DLP+ is also advantageous for small tissue samples, such as fine needle biopsies that yield only a few thousand cells. “Such small samples are difficult to process for bulk sequencing, but we were able to use DLP+ to study hundreds of cells from these specimens,” Dr. Aparicio explains. “This may provide a route to using DLP+ in a clinical context in future studies.”
Another feature of DLP+ important to the researchers is that the technology can easily be adopted by the wider research community. Previous whole-genome single-cell sequencing technologies have required expensive laboratory instruments that are not widely available. Such bespoke approaches are not practical for widespread implementation or scaling up.

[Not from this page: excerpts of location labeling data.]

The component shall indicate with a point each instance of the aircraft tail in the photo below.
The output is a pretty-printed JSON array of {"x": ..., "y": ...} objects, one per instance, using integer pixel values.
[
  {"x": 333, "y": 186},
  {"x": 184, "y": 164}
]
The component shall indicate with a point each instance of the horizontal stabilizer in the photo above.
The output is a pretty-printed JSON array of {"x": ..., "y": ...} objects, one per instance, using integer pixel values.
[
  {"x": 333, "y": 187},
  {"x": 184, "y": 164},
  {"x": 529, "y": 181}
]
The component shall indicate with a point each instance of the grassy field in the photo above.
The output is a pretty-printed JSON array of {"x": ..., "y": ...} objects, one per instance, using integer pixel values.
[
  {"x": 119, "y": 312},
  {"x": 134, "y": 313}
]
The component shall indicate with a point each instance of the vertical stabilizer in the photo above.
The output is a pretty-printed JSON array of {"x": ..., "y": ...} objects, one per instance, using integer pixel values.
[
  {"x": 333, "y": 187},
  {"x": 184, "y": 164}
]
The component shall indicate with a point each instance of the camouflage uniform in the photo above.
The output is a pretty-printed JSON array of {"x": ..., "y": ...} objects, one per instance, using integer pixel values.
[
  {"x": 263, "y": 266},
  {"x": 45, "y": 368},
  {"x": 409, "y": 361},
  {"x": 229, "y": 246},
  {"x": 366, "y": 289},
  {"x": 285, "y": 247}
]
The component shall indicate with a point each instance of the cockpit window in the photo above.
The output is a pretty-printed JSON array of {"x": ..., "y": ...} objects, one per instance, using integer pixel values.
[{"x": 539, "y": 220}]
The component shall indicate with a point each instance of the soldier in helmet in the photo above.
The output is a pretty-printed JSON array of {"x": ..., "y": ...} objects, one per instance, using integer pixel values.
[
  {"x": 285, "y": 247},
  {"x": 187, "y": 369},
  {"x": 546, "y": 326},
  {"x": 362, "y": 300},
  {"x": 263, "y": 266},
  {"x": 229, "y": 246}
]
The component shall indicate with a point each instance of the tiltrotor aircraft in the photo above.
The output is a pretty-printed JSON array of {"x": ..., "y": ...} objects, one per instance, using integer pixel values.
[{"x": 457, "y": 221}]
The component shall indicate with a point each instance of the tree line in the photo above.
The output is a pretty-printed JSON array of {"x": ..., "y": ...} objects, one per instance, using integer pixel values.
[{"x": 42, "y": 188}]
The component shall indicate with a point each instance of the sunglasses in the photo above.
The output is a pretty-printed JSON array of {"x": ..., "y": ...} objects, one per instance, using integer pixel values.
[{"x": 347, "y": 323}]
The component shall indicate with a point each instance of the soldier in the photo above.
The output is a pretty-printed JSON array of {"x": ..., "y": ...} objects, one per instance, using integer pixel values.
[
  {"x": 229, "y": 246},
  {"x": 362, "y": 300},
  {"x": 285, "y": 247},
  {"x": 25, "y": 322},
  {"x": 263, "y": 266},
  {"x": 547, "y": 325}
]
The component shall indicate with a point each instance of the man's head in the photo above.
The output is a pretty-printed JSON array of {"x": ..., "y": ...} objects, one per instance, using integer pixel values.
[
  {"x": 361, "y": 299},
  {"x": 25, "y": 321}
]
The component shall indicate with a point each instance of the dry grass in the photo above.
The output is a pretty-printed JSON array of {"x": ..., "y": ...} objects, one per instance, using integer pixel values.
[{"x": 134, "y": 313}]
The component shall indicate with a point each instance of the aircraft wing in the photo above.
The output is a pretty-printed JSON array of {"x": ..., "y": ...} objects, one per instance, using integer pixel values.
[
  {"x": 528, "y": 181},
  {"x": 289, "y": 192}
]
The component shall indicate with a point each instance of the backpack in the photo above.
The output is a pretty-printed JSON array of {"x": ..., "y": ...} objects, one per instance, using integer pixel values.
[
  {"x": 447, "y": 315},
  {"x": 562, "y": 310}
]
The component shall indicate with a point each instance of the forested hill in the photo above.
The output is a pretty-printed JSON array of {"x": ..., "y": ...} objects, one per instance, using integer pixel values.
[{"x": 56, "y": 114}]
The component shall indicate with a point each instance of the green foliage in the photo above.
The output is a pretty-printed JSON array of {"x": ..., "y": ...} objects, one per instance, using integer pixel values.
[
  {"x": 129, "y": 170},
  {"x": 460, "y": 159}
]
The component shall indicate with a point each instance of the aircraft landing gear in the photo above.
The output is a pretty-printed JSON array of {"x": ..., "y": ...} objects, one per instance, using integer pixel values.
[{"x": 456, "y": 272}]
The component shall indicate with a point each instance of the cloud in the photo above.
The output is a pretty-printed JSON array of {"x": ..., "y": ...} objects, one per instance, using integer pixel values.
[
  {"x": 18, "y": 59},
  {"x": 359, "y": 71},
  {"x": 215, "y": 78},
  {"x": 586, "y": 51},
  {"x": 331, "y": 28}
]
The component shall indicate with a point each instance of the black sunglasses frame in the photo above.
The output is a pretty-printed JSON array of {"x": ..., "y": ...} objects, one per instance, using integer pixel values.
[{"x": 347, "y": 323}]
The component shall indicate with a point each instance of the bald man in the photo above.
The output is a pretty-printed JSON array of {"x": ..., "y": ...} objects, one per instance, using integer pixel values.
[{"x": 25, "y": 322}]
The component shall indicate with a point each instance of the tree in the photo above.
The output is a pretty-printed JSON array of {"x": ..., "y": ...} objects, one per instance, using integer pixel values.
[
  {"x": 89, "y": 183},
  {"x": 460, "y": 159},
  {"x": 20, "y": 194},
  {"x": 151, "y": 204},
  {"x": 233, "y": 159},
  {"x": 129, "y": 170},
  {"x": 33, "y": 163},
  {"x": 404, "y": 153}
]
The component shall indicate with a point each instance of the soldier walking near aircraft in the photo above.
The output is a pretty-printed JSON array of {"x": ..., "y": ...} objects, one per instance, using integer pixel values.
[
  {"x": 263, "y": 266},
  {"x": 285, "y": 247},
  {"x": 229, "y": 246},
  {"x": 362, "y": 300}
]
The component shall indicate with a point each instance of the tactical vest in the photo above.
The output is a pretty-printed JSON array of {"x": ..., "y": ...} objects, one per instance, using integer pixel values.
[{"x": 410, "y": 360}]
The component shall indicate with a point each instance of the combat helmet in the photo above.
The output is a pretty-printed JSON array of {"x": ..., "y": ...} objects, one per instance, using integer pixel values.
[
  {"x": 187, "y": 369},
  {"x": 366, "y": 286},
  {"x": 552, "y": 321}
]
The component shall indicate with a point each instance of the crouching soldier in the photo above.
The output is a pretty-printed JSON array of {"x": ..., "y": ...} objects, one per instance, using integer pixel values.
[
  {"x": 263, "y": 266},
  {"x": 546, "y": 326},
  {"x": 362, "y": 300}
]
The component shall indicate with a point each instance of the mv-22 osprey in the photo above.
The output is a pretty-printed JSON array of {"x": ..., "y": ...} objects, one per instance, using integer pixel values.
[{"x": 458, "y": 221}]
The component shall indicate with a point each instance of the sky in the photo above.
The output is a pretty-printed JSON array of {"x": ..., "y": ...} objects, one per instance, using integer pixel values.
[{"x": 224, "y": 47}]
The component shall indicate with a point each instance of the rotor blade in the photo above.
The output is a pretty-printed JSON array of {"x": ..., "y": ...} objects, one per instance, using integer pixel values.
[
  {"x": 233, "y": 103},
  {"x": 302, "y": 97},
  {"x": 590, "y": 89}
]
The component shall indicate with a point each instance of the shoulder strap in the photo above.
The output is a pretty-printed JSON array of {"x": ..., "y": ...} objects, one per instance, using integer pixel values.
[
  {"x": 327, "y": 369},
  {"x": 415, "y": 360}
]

“In this paper we provide a recipe book for anyone to implement DLP+ technology,” says Andrew McPherson, a computational biologist who started working on the project as a postdoctoral fellow at UBC and came to MSK with Dr. Shah to continue the project as an Assistant Attending Computational Oncologist.
The components necessary to build DLP+ are commercially available and the software to run it is open-source.
Finally, most current single-cell sequencing approaches analyze RNA and profile which genes are turned on in a cell, but they are limited in detecting the underlying changes in the DNA. “Combining results from these two approaches will yield important insights about tumor biology,” Dr. Shah says. “We’re excited to be able to present this technology to other scientists, both at MSK and beyond.”
This research was supported by the BC Cancer Foundation, the Canadian Institutes of Health Research, the Canadian Cancer Society Research Institute, the Terry Fox Research Institute, the Canadian Foundation for Innovation, the Canada Research Chairs Program, the Michael Smith Foundation for Health Research, Genome British Columbia, Genome Canada, CANARIE, Cancer Research UK, Cycle for Survival, and Microsoft Azure. Dr. Shah is a founder and shareholder of Contextual Genomics.